BENEFICIAL CONVERSION FEATURE OF CONVERTIBLE NOTES PAYABLE

The convertible feature of certain notes payable provides for a rate of conversion that is below the market value of the Company’s common stock. Such a feature is normally characterized as a "Beneficial Conversion Feature" ("BCF"). In accordance with ASC Topic No. 470-20-25-4, the intrinsic value of the embedded beneficial conversion feature present in a convertible instrument shall be recognized separately at issuance by allocating a portion of the debt equal to the intrinsic value of that feature to additional paid in capital. When applicable, the Company records the estimated fair value of the BCF in the consolidated financial statements as a discount from the face amount of the notes. Such discounts are accreted to interest expense over the term of the notes using the effective interest method.

ADVERTISING EXPENSE

In accordance with ASC Topic No. 720-35-25-1, the Company recognizes advertising expenses the first time the advertising takes place. Such costs are expensed immediately if such advertising is not expected to occur.

SHARE-BASED COMPENSATION

The Company accounts for stock-based compensation to employees in accordance with FASB ASC 718. Stock-based compensation to employees is measured at the grant date, based on the fair value of the award, and is recognized as expense over the requisite employee service period. The Company accounts for stock-based compensation to other than employees in accordance with FASB ASC 505-50. Equity instruments issued to other than employees are valued at the earlier of a commitment date or upon completion of the services, based on the fair value of the equity instruments and is recognized as expense over the service period. The Company estimates the fair value of stock-based payments using the Black-Scholes option-pricing model for common stock options and warrants and the closing price of the Company’s common stock for common share issuances.

RECLASSIFICATIONS

Certain prior period amounts have been reclassified to conform to current period presentation.

RECENTLY ISSUED ACCOUNTING PRONOUNCEMENTS

In May 2014, the Financial Accounting Standards Board (FASB) issued Accounting Standards Codification (ASC) 606, Revenue from Contracts with Customers which is to be effective for reporting periods beginning after December 15, 2017. The Company adopted ASC 606 effective January 1, 2018 and the adoption had no impact on the Company’s financial position, operations or cash flows.

 

In February 2016, the FASB issued ASC 842 Leases which is to be effective for reporting periods beginning after December 15, 2018. The Company adopted the pronouncement effective January 1, 2019 and the adoption is not expected to have a material impact on the Company’s financial position, operations or cash flows. As a result of the adoption, the Company will record lease assets of approximately $245,000 and a corresponding lease liability of the same amount in January 2019.

 

In March 2016, the FASB issued ASU 2016-07, which eliminates a requirement for the retroactive adjustment on a step by step basis of the investment, results of operations, and retained earnings as if the equity method had been effective during all previous periods that the investment had been held when an investment qualifies for equity method accounting due to an increase in the level of ownership or degree of influence.
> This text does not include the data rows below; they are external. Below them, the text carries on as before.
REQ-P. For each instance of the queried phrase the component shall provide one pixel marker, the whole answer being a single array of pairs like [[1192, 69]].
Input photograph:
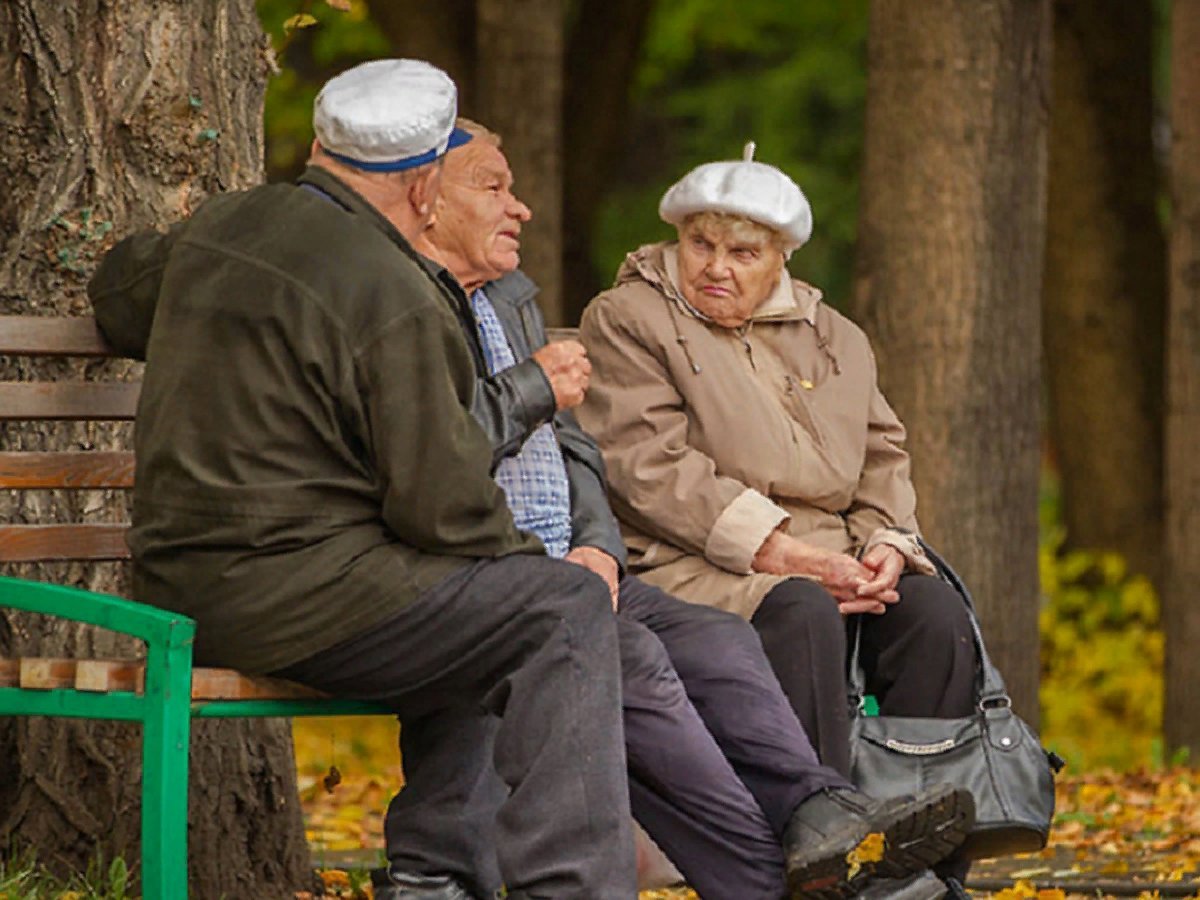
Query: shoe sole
[[915, 838], [925, 835]]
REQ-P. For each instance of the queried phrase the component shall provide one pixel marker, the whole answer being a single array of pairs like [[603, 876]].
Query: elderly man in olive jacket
[[312, 489]]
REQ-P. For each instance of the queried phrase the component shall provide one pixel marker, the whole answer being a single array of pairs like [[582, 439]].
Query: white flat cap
[[750, 189], [388, 115]]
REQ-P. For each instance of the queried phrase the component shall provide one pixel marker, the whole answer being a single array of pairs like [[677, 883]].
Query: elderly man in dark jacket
[[312, 489], [721, 773]]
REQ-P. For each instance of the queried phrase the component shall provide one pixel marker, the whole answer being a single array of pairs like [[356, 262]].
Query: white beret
[[749, 189], [388, 114]]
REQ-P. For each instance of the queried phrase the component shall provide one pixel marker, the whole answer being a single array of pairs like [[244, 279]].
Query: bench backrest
[[79, 401], [63, 400]]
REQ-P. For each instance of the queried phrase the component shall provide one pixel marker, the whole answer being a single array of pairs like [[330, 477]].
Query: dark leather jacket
[[513, 403]]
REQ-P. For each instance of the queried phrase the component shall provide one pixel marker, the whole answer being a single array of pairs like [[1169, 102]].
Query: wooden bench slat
[[52, 336], [103, 676], [58, 543], [69, 401], [71, 469]]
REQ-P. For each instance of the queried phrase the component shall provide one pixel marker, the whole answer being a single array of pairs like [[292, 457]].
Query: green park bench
[[162, 690]]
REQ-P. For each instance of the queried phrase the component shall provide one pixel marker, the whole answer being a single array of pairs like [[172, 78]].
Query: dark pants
[[718, 762], [919, 657], [531, 641], [717, 759]]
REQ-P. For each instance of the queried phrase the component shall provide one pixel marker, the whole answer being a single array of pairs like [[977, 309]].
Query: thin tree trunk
[[1105, 281], [115, 117], [597, 105], [1181, 597], [520, 95], [949, 268]]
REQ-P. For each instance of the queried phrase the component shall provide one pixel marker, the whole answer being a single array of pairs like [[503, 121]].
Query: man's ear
[[423, 191]]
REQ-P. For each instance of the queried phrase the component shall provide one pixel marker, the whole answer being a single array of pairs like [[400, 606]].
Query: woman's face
[[726, 275]]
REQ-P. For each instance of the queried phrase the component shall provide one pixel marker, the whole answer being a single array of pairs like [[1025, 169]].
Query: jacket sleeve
[[885, 505], [124, 291], [418, 378], [511, 405], [660, 484]]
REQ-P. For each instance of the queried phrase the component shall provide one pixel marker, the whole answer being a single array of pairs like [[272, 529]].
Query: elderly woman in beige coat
[[755, 465]]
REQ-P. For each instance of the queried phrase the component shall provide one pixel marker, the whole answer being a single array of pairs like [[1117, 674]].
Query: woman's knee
[[799, 606], [647, 675], [934, 607]]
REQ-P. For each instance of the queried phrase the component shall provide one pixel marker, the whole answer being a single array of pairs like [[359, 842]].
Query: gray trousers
[[919, 657], [718, 761], [532, 642]]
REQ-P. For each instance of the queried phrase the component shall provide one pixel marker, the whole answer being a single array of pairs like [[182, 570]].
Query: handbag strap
[[990, 687]]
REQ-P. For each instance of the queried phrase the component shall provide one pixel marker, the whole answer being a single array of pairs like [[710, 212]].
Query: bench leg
[[165, 744]]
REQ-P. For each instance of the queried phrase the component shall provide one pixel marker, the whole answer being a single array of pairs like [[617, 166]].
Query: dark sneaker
[[922, 886], [393, 885], [839, 839]]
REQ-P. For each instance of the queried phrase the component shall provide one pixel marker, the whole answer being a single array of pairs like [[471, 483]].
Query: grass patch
[[22, 877]]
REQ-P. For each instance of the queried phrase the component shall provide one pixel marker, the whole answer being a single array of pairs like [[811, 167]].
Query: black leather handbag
[[993, 753]]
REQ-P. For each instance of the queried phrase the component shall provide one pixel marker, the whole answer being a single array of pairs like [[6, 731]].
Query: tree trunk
[[519, 87], [949, 267], [119, 117], [1105, 281], [443, 33], [598, 97], [1181, 598]]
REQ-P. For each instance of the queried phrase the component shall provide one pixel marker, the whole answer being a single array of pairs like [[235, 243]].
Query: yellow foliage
[[1102, 660]]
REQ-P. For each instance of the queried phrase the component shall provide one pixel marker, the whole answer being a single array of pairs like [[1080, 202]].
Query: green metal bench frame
[[165, 709]]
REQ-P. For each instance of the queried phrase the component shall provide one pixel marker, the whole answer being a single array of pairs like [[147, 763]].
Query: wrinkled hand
[[597, 561], [839, 574], [887, 565], [565, 364]]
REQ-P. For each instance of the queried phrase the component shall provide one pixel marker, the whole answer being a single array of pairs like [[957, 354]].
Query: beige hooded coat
[[713, 437]]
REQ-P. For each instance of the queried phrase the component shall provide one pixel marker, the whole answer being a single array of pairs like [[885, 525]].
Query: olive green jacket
[[306, 460]]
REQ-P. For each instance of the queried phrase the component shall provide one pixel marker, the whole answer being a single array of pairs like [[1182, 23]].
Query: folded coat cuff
[[910, 549], [741, 531]]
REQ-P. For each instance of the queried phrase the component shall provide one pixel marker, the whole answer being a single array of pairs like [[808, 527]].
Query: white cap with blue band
[[388, 115]]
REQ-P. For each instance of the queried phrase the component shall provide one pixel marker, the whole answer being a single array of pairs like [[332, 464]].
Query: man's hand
[[597, 561], [565, 364]]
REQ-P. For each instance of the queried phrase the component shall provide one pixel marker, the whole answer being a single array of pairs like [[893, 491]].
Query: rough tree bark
[[1105, 281], [1181, 597], [519, 89], [949, 267], [115, 117]]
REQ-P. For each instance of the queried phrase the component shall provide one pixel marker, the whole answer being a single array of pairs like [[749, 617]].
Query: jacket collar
[[514, 288]]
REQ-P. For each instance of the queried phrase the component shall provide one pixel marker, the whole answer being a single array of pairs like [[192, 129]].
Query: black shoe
[[821, 843], [393, 885], [954, 889]]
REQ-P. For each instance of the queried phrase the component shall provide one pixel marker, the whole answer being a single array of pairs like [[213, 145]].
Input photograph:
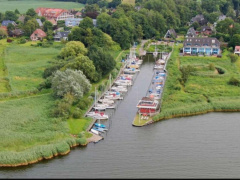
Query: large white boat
[[97, 115]]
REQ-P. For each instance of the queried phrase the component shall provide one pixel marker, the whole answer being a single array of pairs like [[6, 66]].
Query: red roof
[[50, 12], [39, 32]]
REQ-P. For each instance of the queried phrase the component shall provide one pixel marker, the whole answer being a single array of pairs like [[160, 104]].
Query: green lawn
[[205, 90], [25, 65], [24, 5]]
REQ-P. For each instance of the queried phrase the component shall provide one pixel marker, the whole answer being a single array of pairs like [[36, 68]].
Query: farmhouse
[[208, 46], [61, 36], [6, 22], [237, 50], [191, 32], [53, 13], [38, 34], [170, 34]]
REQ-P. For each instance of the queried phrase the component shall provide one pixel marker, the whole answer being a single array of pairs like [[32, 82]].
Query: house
[[6, 22], [208, 46], [206, 30], [54, 13], [170, 34], [16, 33], [148, 106], [61, 36], [191, 32], [237, 50], [40, 23], [4, 28], [199, 19], [71, 22], [38, 34], [21, 18]]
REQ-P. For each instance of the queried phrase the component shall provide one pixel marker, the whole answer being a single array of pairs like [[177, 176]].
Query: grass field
[[26, 122], [24, 5], [205, 90], [25, 65]]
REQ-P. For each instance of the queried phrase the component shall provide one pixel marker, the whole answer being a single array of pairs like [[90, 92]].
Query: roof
[[39, 22], [191, 32], [40, 33], [50, 12], [201, 42], [62, 34], [17, 32], [6, 22]]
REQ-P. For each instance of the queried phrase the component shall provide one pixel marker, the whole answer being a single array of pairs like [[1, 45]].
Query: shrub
[[233, 81]]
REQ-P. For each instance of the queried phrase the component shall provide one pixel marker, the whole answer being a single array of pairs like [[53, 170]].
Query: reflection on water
[[203, 146]]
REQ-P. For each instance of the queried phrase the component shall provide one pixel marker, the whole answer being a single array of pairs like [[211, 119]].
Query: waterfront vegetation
[[24, 5], [204, 89]]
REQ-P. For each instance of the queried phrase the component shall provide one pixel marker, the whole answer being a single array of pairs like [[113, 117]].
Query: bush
[[234, 81]]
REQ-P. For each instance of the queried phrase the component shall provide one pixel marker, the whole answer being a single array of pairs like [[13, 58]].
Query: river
[[203, 146]]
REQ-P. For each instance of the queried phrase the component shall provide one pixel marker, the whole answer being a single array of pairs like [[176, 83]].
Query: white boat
[[94, 131], [97, 115], [123, 82], [106, 101], [130, 70], [119, 88]]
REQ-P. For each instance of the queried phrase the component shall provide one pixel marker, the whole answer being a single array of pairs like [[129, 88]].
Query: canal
[[203, 146]]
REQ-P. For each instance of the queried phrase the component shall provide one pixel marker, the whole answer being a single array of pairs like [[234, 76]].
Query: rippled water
[[203, 146]]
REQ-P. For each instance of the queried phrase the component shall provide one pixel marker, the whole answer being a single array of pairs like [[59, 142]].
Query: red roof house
[[38, 34], [54, 13]]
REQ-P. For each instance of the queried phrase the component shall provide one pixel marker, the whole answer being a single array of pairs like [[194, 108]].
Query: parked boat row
[[150, 104], [115, 92]]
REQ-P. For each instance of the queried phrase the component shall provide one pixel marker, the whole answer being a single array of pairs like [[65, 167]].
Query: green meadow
[[206, 89], [25, 65], [24, 5]]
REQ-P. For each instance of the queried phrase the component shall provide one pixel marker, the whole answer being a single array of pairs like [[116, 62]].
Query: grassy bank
[[206, 89], [24, 5]]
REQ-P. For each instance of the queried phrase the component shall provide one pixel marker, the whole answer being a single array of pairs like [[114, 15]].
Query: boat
[[130, 70], [97, 115], [123, 82], [119, 88], [94, 131]]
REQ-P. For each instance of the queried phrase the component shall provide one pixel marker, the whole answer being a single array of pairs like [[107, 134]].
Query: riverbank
[[206, 89]]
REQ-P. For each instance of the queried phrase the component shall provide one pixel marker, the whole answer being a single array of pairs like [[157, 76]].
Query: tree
[[87, 22], [31, 12], [47, 25], [73, 48], [84, 64], [3, 32], [70, 81], [17, 11], [10, 27], [10, 15]]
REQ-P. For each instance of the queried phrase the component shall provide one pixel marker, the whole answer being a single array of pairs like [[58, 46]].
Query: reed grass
[[205, 90]]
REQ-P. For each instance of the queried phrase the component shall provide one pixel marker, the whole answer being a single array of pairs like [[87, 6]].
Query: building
[[53, 13], [38, 34], [191, 32], [206, 30], [171, 34], [199, 19], [237, 50], [6, 22], [40, 23], [207, 46], [71, 22], [148, 106], [16, 33], [61, 36]]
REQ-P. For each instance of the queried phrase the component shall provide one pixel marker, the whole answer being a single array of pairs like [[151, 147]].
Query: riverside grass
[[28, 134], [205, 90]]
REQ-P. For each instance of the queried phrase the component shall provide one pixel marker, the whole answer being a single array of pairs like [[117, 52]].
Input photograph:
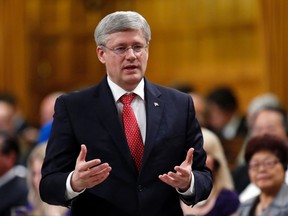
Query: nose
[[130, 54]]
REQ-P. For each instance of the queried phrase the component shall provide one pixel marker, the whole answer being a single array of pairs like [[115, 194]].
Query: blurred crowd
[[247, 154], [254, 146], [22, 150]]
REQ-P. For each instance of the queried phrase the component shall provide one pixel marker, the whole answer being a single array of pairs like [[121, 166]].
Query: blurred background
[[48, 46]]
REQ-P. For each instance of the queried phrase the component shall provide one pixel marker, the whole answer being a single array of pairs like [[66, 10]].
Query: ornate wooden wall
[[48, 46]]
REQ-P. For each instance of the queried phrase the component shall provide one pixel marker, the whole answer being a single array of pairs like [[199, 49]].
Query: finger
[[82, 154], [90, 164], [189, 156]]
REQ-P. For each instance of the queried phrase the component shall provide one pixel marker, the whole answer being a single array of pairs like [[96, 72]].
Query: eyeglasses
[[255, 165], [121, 50]]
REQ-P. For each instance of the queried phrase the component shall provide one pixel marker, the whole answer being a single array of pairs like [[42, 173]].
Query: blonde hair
[[222, 177]]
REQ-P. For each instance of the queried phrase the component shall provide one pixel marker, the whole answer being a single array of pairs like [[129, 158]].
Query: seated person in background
[[223, 200], [224, 119], [267, 158], [13, 187], [268, 120], [36, 206], [46, 116]]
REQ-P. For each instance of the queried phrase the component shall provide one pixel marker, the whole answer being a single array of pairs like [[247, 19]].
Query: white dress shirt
[[138, 106]]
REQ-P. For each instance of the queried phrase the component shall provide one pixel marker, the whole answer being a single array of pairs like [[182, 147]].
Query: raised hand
[[87, 174], [180, 179]]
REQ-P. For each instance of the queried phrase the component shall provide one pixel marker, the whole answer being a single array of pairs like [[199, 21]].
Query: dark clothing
[[13, 194], [90, 117], [226, 204], [241, 177]]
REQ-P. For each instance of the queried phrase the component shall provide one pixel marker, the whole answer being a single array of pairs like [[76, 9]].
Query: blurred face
[[268, 122], [7, 161], [266, 171], [217, 118], [127, 69], [6, 117], [210, 161]]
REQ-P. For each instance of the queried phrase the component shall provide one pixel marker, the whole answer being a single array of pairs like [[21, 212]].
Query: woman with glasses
[[267, 158]]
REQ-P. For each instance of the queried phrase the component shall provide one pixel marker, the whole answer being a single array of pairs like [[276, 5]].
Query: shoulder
[[228, 197], [166, 92]]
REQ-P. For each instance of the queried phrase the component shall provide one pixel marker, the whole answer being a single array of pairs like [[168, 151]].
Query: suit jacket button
[[139, 188]]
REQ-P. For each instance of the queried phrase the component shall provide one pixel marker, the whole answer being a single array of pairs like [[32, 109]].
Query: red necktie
[[132, 130]]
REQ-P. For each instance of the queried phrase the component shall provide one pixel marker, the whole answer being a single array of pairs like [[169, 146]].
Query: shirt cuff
[[70, 193], [190, 190]]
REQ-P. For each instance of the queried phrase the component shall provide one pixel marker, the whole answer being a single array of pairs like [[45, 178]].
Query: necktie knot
[[127, 98]]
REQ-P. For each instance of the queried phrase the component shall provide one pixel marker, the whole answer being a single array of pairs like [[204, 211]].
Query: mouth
[[130, 67]]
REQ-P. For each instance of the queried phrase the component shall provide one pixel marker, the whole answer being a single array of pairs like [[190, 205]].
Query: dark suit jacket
[[13, 194], [90, 117]]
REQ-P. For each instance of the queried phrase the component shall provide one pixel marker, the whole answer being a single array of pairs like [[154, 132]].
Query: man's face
[[127, 69], [268, 122]]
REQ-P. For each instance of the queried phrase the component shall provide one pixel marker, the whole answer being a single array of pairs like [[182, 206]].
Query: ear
[[100, 54]]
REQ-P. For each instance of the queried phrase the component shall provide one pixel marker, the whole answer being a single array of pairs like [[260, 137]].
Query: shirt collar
[[117, 91]]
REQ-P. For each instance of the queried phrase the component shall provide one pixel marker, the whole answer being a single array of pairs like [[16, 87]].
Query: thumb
[[189, 156], [82, 154]]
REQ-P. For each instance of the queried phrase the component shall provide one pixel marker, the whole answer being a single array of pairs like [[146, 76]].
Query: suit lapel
[[154, 111]]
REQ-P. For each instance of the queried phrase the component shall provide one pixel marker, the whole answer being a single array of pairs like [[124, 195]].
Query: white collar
[[117, 91]]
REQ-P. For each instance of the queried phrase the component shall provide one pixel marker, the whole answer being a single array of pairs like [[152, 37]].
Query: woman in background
[[36, 205], [267, 158], [223, 200]]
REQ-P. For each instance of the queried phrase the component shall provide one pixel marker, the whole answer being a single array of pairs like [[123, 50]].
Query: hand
[[180, 179], [87, 174]]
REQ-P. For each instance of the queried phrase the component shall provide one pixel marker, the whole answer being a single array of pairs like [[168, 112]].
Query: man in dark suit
[[13, 185], [88, 165]]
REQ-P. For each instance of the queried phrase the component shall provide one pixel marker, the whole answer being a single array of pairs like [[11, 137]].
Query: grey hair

The cost of acquiring the additional interest in the investee is to be added to the current basis of the investor’s previously held interest and the equity method of accounting should be adopted as of the date the investment becomes qualified for equity method accounting. The presentation of the Company’s financial statements is consistent with this guidance.

 

On June 20, 2018, the FASB issued ASU 2018-07, which simplifies the accounting for share-based payments granted to nonemployees for goods and services. Under the ASU, most of the guidance on such payments to nonemployees would be aligned with the requirements for share-based payments granted to employees. The Company adopted the pronouncement effective January 1, 2019 and the adoption is not expected to have a material impact on the Company’s financial position, operations or cash flows.